Je ne commenterai pas la réforme présentée par le ministre de l'éducation nationale, mais vous avez constaté que, dès l'école primaire, on ajoute l'apprentissage du respect au triptyque « lire, écrire, compter ». Les choses commencent aussi là.

La question du lien avec les besoins des entreprises et des branches avait fait l'objet d'une longue discussion avec les régions afin qu'elles passent des contrats d'objectifs et de moyens avec les branches. Les régions ont en effet une compétence en matière de développement économique, une compétence renforcée en matière d'information sur les métiers, et une compétence en matière de formation des demandeurs d'emploi. De leur côté, on peut dire que dans le système actuel, les branches et les entreprises sont peu mobilisées s'agissant de l'apprentissage. Or l'apprentissage ne sera jamais une réussite, quel que soit le pays concerné, si on laisse le service public s'en préoccuper seul, qu'il s'agisse de l'État ou des régions. Il faut mobiliser les partenaires sociaux et les entreprises qui sont prêtes à agir, et il faut qu'ils puissent se parler, en particulier s'agissant des investissements.

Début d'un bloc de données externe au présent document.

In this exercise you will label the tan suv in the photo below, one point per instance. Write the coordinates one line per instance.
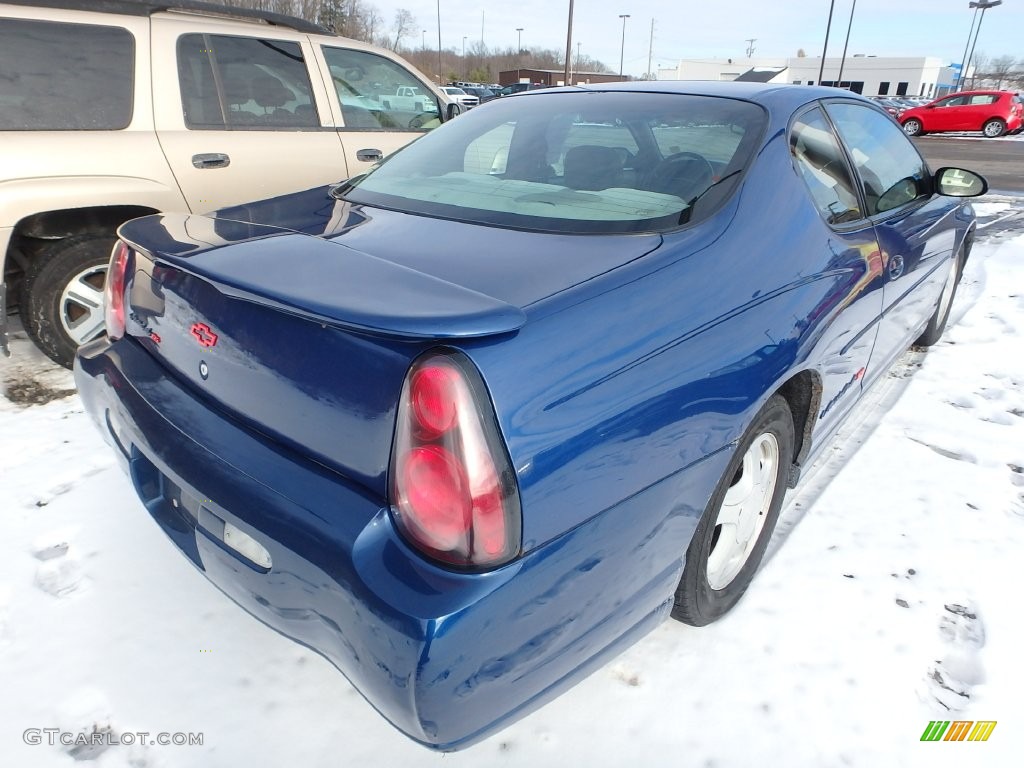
(116, 110)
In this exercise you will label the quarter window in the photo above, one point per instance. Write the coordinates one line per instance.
(241, 83)
(58, 77)
(820, 161)
(376, 93)
(892, 171)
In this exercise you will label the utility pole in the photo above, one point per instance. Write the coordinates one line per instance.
(650, 48)
(842, 61)
(518, 55)
(568, 46)
(622, 51)
(824, 50)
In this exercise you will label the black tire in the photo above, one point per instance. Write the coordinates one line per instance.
(913, 127)
(937, 325)
(58, 323)
(697, 602)
(993, 128)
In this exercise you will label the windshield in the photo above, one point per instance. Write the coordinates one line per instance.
(573, 162)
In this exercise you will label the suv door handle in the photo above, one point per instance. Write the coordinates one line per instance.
(896, 266)
(211, 160)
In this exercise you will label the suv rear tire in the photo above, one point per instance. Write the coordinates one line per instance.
(62, 295)
(993, 128)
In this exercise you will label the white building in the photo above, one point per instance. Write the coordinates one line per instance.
(884, 76)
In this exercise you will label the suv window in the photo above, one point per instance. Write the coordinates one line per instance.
(821, 163)
(244, 83)
(376, 93)
(890, 167)
(560, 163)
(56, 77)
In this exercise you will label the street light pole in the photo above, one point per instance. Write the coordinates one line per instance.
(518, 53)
(824, 50)
(984, 5)
(622, 51)
(568, 45)
(967, 47)
(842, 61)
(440, 75)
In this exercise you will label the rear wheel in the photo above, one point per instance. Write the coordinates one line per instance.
(733, 532)
(912, 127)
(937, 325)
(62, 295)
(993, 128)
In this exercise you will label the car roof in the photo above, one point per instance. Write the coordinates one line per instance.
(144, 8)
(774, 96)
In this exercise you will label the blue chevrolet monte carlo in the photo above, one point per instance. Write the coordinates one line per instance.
(474, 422)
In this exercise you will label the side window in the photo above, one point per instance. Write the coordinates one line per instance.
(892, 171)
(58, 77)
(377, 93)
(238, 83)
(823, 167)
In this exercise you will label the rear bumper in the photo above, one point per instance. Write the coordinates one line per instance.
(446, 657)
(4, 345)
(5, 232)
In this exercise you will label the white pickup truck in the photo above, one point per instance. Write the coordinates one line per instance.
(117, 110)
(410, 98)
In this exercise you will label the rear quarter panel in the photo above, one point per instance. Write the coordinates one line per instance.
(643, 372)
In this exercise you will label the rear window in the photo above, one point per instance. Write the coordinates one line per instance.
(573, 162)
(57, 77)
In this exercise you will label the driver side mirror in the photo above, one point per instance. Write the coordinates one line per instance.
(452, 111)
(956, 182)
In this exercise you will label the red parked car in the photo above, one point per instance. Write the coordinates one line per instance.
(992, 113)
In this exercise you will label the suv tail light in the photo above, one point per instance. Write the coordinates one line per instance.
(114, 292)
(454, 494)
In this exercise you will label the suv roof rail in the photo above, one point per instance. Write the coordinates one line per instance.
(144, 8)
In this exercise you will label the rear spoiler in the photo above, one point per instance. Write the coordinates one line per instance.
(320, 280)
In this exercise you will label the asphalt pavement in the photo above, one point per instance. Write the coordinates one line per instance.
(998, 160)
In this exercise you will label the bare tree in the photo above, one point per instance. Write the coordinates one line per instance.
(1001, 69)
(404, 23)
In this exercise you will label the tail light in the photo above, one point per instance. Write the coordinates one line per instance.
(454, 494)
(114, 292)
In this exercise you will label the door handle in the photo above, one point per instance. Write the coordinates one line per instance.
(211, 160)
(896, 266)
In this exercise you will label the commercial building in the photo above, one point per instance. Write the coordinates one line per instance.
(557, 77)
(883, 76)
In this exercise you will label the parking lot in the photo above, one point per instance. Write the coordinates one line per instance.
(999, 160)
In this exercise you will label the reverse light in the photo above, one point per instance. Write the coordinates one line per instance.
(114, 291)
(454, 494)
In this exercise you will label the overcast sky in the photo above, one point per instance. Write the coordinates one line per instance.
(685, 29)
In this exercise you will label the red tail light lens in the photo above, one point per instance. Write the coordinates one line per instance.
(454, 494)
(114, 292)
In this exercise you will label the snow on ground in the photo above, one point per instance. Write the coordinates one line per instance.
(891, 598)
(976, 135)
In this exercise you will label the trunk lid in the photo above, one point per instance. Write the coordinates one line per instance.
(307, 339)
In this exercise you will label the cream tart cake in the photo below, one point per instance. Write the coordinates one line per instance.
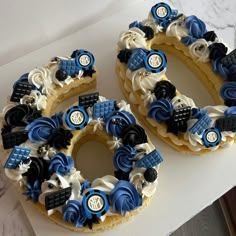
(170, 115)
(41, 146)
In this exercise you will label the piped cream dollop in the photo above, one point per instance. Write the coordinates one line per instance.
(133, 38)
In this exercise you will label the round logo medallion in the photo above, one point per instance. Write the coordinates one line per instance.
(76, 117)
(161, 11)
(211, 136)
(84, 60)
(155, 61)
(95, 203)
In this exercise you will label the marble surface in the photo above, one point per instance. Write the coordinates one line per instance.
(219, 16)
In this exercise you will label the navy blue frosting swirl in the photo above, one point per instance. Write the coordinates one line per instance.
(232, 73)
(41, 129)
(33, 191)
(61, 164)
(231, 111)
(160, 110)
(196, 30)
(116, 121)
(124, 197)
(122, 158)
(74, 213)
(228, 91)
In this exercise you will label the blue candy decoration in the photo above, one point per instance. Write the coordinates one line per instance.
(231, 111)
(160, 110)
(150, 160)
(61, 164)
(122, 158)
(200, 125)
(228, 91)
(95, 203)
(58, 118)
(135, 61)
(40, 129)
(125, 198)
(155, 61)
(211, 137)
(33, 191)
(197, 113)
(220, 68)
(116, 121)
(73, 212)
(100, 109)
(196, 30)
(18, 155)
(76, 118)
(163, 14)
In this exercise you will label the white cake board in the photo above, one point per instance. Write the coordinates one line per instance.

Certaines branches sont prêtes à abonder les investissements des régions, il faut qu'un cadre commun le leur permette. Le contrat de plan État-région doit permettre de discuter d'un sujet qui concerne l'éducation nationale, les régions, les branches, et les professions. Il faut aussi qu'il puisse y avoir des contrats d'objectifs et de moyens des régions avec les opérateurs de compétences pour le compte des branches.

Toute cette articulation territoriale est très importante. Les quatre schémas régionaux concernant ces sujets pourraient être fusionnés afin que les partenaires disposent d'un « tout en un », et qu'ils puissent décider, dans une logique d'aménagement du territoire, où il faut investir, dans quel secteur, ce que va faire la branche, ce que fait la région…

Je connais bien le secteur territorial, et je suis assez confiante. Aujourd'hui s'expriment des positions de principe, mais, dans l'action, la très grande majorité des acteurs de terrain n'auront qu'une idée : aider nos jeunes et nos entreprises. Je suis confiante : nous y arriverons.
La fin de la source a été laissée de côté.